Motorcycle Accident Affects Ability to Work

Categories: Motorcycle Accident Attorney

Concluding that police officers cannot do their jobs if they cannot “smell out” crime, a Pennsylvania appellate court agreed that a police officer was totally disabled as a result of his losing his sense of smell in a Pennsylvania motorcycle accident.

The police officer was badly injured in a motorcycle accident while off duty. The personal injuries resulted in his losing his sense of smell. The officer returned to work after passing a physical, but the examining physician never asked about, or tested the officer’s sense of smell. After resuming his duties, township officials learned he had no sense of smell, and issued an “honorable discharge,” effectively firing him.

When the officer objected, the township held a hearing and presented the testimony of an expert in law enforcement employment. Law enforcement expert testified that police officers must be fully able to smell in order to quickly respond to fires, hazardous material spills, and natural gas and propane leaks. The expert also noted that first responders to DUI and drug violations regularly use their sense of smell. All of these events require instant action.

The lawyer for the injured officer argued that the officer could detect a DUI by observing the walk and behavior of a driver, and that he could observe fuel and gas emergencies by seeing smoke and by depending on visual cues. The officer testified that no other officers had complained about his lack of sense of smell and suggested that there were other duties he could perform without being dismissed.

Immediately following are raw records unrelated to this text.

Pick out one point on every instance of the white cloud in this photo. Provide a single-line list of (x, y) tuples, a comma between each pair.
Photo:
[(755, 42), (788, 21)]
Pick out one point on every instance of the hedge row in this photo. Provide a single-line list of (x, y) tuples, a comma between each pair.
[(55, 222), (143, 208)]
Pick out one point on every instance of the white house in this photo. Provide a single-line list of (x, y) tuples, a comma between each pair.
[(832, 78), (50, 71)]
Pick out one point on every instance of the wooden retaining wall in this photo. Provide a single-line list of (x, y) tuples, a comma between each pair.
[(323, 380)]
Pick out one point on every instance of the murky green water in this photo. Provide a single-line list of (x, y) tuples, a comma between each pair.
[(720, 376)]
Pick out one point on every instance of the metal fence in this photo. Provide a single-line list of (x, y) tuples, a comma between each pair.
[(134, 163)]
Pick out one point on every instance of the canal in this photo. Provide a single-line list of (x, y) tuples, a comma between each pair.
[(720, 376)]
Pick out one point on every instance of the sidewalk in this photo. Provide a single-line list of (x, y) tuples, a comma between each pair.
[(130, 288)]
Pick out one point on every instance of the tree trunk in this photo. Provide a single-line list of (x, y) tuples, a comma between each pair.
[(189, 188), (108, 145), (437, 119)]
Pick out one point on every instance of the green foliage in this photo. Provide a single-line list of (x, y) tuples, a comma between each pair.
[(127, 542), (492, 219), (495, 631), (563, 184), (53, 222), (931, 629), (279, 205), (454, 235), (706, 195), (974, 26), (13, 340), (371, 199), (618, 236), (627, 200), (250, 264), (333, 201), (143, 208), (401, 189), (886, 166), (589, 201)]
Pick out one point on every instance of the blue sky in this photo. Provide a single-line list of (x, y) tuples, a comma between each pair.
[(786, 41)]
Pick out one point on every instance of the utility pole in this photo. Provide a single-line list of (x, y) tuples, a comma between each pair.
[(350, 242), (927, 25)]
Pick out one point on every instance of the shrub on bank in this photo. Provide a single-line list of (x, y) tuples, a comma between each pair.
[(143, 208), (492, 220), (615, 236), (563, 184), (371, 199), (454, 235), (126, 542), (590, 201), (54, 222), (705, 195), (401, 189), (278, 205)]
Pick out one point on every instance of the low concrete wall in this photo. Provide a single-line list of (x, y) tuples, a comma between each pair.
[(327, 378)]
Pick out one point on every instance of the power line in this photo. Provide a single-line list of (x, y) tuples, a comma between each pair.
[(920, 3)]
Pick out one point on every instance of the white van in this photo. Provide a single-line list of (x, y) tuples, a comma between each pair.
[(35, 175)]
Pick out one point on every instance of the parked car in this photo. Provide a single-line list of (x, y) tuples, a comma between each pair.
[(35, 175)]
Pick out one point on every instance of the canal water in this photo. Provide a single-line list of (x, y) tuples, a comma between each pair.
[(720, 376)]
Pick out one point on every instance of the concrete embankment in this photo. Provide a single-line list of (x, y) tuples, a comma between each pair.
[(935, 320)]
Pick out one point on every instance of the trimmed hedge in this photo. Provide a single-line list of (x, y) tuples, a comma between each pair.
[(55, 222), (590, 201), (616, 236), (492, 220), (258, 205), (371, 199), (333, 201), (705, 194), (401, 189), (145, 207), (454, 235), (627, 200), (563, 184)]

One fellow officer noted that the injured officer was the first on the scene of a DUI accident but was not able to smell alcohol on the unconscious driver, while the fellow officer noted it right away. Another witness described an incident in which the injured officer assisted an elderly resident with her malfunctioning furnace by adjusting it and restarting it. Had the furnace malfunction been related to a gas leak, the injured officer’s restarting the furnace might have caused a destructive explosion.

The Pennsylvania township hearing board upheld the discharge, and the injured officer lost on appeal.